We may be able to get a glimpse of what happened before the big bang, thanks to a new study—but only a glimpse.
The big bang has traditionally been seen as the beginning of everything—space, time, matter, and energy.
But researchers are developing sophisticated new theories to look ever further back in time, to what happened just fractions of a second after big bang itself.
In the new research, Martin Bojowald of Pennsylvania State University pushes one of these theories back even further—to the time of a purported previous universe that contracted and "bounced" to form our own.
The new study comes with some bad news, though.
It suggests that the universe suffers from "cosmic forgetfulness," so that we can never be able to find out too much about what came before our big bang.
The new study appeared online this week in the journal Nature Physics.
Theory of Everything
Our universe is expanding outward in every direction, implying that it originally exploded out from a single point about 14 billion years ago.

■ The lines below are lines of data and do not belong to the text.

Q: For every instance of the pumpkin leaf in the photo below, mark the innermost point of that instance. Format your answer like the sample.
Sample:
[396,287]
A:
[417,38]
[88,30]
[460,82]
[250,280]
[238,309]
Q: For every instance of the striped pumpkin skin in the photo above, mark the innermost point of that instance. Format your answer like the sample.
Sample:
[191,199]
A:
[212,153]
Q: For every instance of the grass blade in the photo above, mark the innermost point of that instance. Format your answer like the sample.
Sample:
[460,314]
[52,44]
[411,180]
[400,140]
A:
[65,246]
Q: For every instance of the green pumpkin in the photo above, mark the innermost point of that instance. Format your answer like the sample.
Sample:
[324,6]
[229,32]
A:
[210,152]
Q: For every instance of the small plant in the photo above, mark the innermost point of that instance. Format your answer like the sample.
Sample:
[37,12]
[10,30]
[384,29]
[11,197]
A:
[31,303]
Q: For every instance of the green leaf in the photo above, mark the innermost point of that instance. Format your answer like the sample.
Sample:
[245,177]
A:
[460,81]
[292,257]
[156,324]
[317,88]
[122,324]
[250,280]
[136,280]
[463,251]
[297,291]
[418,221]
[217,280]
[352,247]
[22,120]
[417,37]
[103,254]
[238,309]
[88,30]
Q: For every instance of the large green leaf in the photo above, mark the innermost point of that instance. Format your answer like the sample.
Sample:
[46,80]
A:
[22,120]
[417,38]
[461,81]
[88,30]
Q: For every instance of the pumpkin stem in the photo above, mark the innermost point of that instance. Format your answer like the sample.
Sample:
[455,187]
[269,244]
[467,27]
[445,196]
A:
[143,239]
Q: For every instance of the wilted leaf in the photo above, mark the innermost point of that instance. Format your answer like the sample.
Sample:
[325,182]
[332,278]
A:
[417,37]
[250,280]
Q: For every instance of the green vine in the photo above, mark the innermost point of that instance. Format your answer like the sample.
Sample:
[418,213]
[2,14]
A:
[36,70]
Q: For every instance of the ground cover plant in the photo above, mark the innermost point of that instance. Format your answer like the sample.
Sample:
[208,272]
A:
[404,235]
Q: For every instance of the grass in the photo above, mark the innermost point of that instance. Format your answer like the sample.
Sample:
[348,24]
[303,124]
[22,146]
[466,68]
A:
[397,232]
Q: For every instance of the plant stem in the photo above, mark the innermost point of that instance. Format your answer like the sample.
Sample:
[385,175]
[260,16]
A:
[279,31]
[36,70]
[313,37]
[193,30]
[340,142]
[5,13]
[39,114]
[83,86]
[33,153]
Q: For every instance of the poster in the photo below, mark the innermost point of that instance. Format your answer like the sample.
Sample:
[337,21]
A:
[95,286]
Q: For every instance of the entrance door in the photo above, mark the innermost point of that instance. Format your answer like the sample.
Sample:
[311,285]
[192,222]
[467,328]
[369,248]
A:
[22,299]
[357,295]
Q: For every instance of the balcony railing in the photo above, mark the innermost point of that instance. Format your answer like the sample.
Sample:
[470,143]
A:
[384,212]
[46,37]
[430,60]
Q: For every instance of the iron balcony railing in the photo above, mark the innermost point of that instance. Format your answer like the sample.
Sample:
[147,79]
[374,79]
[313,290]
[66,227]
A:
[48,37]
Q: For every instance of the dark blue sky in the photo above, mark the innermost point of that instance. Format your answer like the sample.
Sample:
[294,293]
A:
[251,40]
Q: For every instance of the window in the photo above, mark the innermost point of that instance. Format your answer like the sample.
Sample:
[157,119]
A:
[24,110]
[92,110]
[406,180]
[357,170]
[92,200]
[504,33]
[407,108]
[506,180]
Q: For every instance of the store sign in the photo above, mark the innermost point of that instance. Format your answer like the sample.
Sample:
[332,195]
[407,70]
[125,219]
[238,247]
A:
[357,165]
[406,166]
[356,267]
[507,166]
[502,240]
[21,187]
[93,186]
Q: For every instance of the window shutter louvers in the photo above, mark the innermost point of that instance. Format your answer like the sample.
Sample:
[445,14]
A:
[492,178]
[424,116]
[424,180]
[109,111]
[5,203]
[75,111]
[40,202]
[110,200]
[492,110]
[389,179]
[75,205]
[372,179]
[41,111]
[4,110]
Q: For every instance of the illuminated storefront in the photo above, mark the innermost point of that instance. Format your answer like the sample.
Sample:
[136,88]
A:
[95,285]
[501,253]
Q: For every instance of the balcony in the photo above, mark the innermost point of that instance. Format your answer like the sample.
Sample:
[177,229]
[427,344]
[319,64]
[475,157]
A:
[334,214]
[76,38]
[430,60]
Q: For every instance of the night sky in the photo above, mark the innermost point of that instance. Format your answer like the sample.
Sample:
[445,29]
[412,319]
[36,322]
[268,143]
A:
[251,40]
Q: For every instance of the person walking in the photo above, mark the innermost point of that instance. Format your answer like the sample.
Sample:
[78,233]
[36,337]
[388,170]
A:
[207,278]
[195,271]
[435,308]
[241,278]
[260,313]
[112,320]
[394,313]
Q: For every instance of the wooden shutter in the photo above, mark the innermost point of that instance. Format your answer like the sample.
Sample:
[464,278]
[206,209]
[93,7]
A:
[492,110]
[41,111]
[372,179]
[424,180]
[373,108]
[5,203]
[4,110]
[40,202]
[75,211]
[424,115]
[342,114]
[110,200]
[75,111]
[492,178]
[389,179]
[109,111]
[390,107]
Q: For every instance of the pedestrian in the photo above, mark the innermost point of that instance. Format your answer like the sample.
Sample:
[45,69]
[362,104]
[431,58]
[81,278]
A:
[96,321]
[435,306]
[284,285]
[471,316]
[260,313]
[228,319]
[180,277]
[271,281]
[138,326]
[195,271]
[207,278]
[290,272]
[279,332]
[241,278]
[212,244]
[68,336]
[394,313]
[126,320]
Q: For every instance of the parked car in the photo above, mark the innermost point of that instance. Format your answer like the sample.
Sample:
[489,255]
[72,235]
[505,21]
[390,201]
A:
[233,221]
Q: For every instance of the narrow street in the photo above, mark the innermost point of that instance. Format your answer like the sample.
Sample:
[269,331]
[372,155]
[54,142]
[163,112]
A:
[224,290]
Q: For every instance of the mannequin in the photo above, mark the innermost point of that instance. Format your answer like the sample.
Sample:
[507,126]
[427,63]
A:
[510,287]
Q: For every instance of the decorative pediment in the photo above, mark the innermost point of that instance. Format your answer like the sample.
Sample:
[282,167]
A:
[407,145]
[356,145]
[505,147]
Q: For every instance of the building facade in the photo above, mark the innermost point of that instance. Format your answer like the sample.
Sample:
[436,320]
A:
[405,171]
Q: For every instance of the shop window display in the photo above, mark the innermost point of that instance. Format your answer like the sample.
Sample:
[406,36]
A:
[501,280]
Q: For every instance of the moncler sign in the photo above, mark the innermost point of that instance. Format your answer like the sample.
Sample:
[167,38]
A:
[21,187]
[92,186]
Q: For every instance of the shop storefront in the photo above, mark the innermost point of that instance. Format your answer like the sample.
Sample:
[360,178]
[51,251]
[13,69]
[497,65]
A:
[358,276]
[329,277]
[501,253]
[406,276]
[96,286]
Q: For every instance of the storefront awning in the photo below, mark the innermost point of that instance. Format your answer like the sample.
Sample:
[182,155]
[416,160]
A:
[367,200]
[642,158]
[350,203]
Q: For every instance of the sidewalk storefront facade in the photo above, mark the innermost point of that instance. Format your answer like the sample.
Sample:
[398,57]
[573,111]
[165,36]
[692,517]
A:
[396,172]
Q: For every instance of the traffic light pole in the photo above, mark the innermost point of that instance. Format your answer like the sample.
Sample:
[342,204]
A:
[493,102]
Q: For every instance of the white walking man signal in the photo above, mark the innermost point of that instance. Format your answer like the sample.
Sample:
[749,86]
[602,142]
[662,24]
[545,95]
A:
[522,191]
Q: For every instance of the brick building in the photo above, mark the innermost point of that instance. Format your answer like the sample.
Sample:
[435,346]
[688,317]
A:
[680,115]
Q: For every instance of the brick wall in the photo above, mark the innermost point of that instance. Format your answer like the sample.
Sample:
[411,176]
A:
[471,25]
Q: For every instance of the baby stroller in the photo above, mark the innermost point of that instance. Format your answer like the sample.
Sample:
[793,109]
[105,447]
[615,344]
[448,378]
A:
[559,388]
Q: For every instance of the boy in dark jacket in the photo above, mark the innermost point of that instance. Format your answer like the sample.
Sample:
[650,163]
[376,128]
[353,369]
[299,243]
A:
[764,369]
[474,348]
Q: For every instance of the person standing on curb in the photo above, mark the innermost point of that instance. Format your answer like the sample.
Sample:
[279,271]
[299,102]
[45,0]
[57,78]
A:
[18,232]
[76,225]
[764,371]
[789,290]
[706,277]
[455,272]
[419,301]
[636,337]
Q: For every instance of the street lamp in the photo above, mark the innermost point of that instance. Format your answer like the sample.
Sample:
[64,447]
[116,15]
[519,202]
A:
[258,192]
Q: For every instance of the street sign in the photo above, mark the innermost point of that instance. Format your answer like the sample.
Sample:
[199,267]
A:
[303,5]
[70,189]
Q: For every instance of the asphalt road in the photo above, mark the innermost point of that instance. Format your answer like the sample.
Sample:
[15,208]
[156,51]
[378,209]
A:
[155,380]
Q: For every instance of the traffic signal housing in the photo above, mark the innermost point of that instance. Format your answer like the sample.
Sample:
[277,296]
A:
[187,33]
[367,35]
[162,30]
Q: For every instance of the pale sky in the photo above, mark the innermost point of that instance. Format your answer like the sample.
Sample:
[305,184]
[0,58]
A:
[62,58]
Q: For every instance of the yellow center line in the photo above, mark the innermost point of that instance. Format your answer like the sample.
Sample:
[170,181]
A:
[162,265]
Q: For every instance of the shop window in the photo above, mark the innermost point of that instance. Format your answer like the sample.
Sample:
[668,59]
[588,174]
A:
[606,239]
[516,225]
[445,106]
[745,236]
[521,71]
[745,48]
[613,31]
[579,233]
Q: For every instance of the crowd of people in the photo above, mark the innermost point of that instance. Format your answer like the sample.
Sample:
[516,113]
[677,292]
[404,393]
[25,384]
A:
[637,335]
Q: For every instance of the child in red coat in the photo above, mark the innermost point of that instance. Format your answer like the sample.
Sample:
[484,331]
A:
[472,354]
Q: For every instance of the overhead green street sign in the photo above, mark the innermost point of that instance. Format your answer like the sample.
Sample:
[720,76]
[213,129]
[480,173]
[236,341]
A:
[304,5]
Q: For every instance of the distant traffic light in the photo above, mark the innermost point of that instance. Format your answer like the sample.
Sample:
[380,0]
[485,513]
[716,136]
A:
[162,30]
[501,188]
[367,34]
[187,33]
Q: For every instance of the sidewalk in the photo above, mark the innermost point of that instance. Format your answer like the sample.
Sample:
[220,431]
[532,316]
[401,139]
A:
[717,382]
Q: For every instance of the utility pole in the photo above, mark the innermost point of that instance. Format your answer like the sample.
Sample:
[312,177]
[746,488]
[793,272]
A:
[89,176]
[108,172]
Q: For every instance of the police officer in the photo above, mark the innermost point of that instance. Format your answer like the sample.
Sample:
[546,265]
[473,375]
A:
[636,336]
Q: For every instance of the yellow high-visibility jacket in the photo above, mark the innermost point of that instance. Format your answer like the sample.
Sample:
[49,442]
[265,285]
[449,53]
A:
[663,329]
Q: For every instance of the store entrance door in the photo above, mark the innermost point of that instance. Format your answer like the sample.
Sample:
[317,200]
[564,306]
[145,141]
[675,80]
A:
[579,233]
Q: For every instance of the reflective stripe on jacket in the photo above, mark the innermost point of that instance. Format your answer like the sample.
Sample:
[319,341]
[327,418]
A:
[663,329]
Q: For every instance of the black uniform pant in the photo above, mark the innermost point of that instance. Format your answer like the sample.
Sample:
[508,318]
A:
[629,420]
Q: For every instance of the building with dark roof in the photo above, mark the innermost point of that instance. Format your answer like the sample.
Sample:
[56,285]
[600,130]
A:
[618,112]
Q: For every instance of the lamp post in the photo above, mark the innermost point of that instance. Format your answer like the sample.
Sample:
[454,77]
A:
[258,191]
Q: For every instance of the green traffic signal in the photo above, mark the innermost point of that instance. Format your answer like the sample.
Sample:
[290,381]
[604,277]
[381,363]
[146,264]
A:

The further we look back in time, the smaller and hotter the universe gets. At the beginning of time, most traditional theories speculate, the universe was infinitely hot and had no size at all.
But no one knows for sure, since textbook physics suffers a meltdown and gives nonsensical answers when used to describe what the universe was like at moment of the big bang, Bojowald says.
These theories "tell us energies were infinitely large," Bojowald said. "It doesn't have any meaning for us."